Утро первого дня празднества, как большинство дней в тех местах, было жарким и сырым. Толпа людей — и Кёрк вместе с ними — собралась на зокале посмотреть церемонию стрельбы из древней пушки. Несколько жителей деревни одевались конкистадорами, наводили пушку на море (желая то ли разбудить святого, то ли привлечь рыбу), заряжали и стреляли.
Но пушка уже устарела даже для таких невинных забав. Дуло орудия разорвало, и куски разлетелись по всей округе. Казалось, никого не ранило, и толпа уже готова была посмеяться. Люди не заметили, что один молодой индеец (они с женой пришли из деревни в джунглях на празднество) держится за живот. Осколок металла пробил одежду и внутренности юноши так глубоко, что острие вышло из спины над поясницей.

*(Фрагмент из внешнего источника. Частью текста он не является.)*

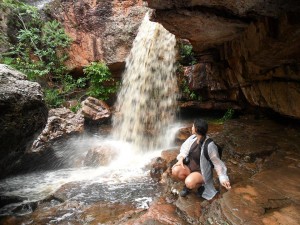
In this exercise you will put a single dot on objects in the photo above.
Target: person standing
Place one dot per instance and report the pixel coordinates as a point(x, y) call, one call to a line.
point(198, 172)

Индеец медленно упал, и от его крови потемнела красная земля на площади. Должно быть, мужчина знал, что он, считай, мертвец, и не хотел умирать с этой штуковиной внутри. Глядя на свой живот, индеец начал копаться правой рукой в растерзанном теле, засунув туда кулак и вытаскивая мешавшие ему кишки: он пытался схватиться за железку. Люди столпились и смотрели. Жена индейца, которая стояла рядом с ним, когда воткнулся осколок, умоляла его остановиться — но мужчина не обращал на нее внимания. Местный священник пришел к умирающему, дабы его соборовать, и вытащил его руку, бранясь на несчастного, будто на ребенка в церкви, который сунул руку в карман. Но индеец все пихал руку в рану и умер, держа ее там, пытаясь ухватить боль.
Его жена, упавшая рядом на колени, была безутешна. Судя по всему, гадалка только что сказала этим людям, что они проживут долго и родят множество детишек.
Городового тронула история Кёрка. Хогг помнил осколочные раны, которые видел, работая в Столице. — Какой ужас, — сказал он.
— Да, ужас. Но знаете, господин городовой, — (Кёрк сказал это в тот день в Парке), — любой из нас способен предсказать судьбу одного человека в мире. Проблема в том, чтобы узнать, кто этот человек. Возможно, кто-то в Каррике способен предсказать мое будущее. Возможно, это Роберт Айкен. Или, возможно, это я способен предсказать его судьбу.
Роберт всерьез подозревал Кёрка с самого надругательства над Монументом и прямо об этом говорил.